The March of Dimes also suggests women cut back on caffeine before they become pregnant, as caffeine has been linked to miscarriage in studies. Again, it's better to get the habits in place before the pregnancy begins so they're easier to follow once you conceive.

A good exercise regimen should be established before getting pregnant, which would make it easier and more natural to continue during pregnancy. Consult your doctor before beginning any exercise routine, and again after becoming pregnant.

It's important for women to feel strong and fit beforehand so they can handle the physical challenges of pregnancy and manage labor effectively. Koniver says he doesn't have any specific exercise recommendations or requirements for pre-pregnant and pregnant women, except that they choose an exercise regimen they truly enjoy so it will be easier to stick with it.
Exercise also can help control weight if needed. Ideally, pre-pregnant women should be within their healthy weight range. If that's not realistic, losing even 5 percent to 10 percent of total body weight can be beneficial.

Risks associated with pregnancy in obese women include pre-term labor, pre-eclampsia (elevated blood pressure during pregnancy), diabetes and gestational diabetes. According to the American Diabetes Association, gestational diabetes is more prevalent among women who are overweight, and there also is a link between gestational diabetes and increased likelihood or developing Type 2 diabetes in the future.

Women who are overweight should speak with their doctor about realistic ways to get their weight under control and minimize risks before attempting to conceive.

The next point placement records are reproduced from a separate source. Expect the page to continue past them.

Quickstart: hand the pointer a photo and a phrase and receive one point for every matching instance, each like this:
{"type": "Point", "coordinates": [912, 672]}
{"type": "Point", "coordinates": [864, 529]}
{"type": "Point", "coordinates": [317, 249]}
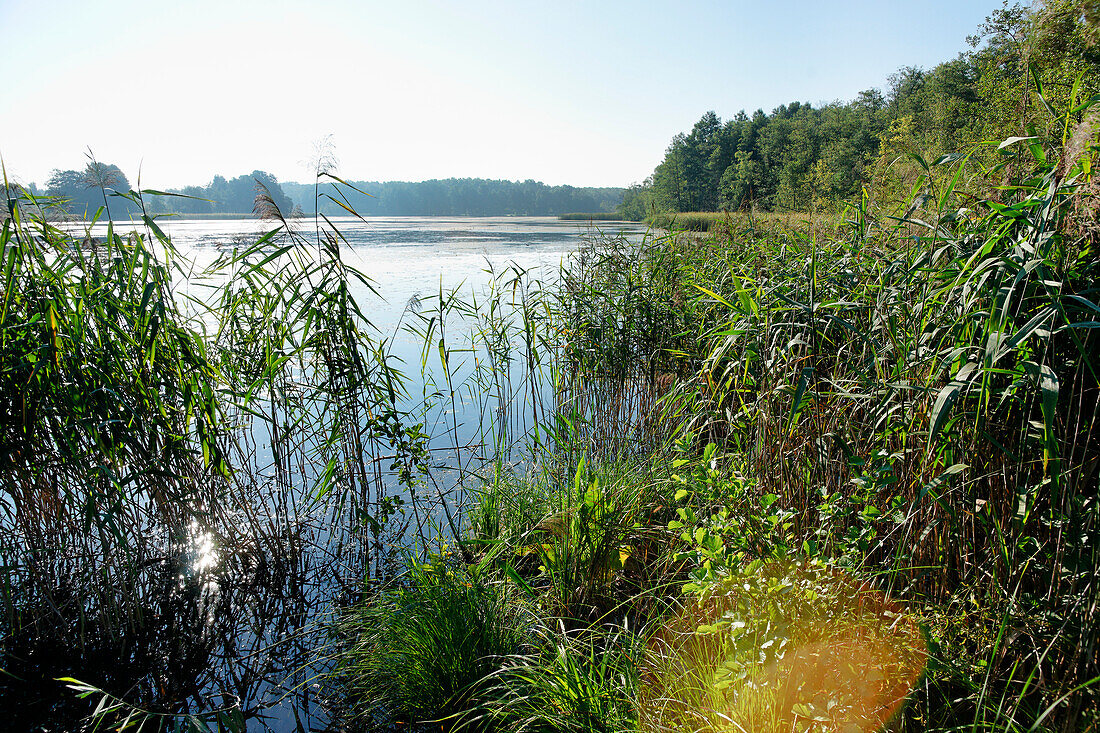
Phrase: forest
{"type": "Point", "coordinates": [80, 193]}
{"type": "Point", "coordinates": [800, 156]}
{"type": "Point", "coordinates": [831, 465]}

What about medications? What's OK to take during pregnancy? Women should work closely with their doctor and other medical caregivers to evaluate carefully all their medications to determine which ones are safe during pregnancy.

Ideally, the pre-pregnant body should be as "pristine" as possible in terms of medications and nutritional intake. However, some medications might be necessary for the mother's health.
Heidi Murkoff, author of "What to Expect When You're Expecting," says making the determination about medications and pregnancy is not always clear-cut, as in the case with antidepressant drugs. Women who are taking antidepressants should sit down with their doctor and have a frank discussion about their medications, including specific risks and mental history. For some women, going off antidepressants before becoming pregnant can pose an even greater risk of harm to themselves or to their baby if the depression worsens or turns into postpartum depression after delivery.
Checkups and care

Before planning a baby, women should schedule a thorough checkup with their primary care physician and/or OB/GYN. Doctors can make recommendations based on medical history, age, weight and other relevant factors.

Many women don't know that a thorough dental cleaning and checkup are in order before trying to conceive. Aleka Thorvalson, a Charleston nutritional consultant, says oral health has a direct effect on body health. There is a strong scientific study link between even minor gum disease and the risk of pre-term labor. Additionally, Thorvalson says, X-rays should be avoided during pregnancy, so it's best to get to the dentist before attempting to conceive.

Women can also consider massage and relaxation treatments before pregnancy. Paige Bickar, a licensed massage therapist who offers fertility massage and pregnancy massage, helps women get ready for pregnancy with reflexology, acupressure and cranial sacral techniques. She says the field is fairly new, but is evolving quickly as an alternative to fertility clinics that sometimes rely heavily on hormone intake.

Pregnancy massage is available at several Lowcountry day spas.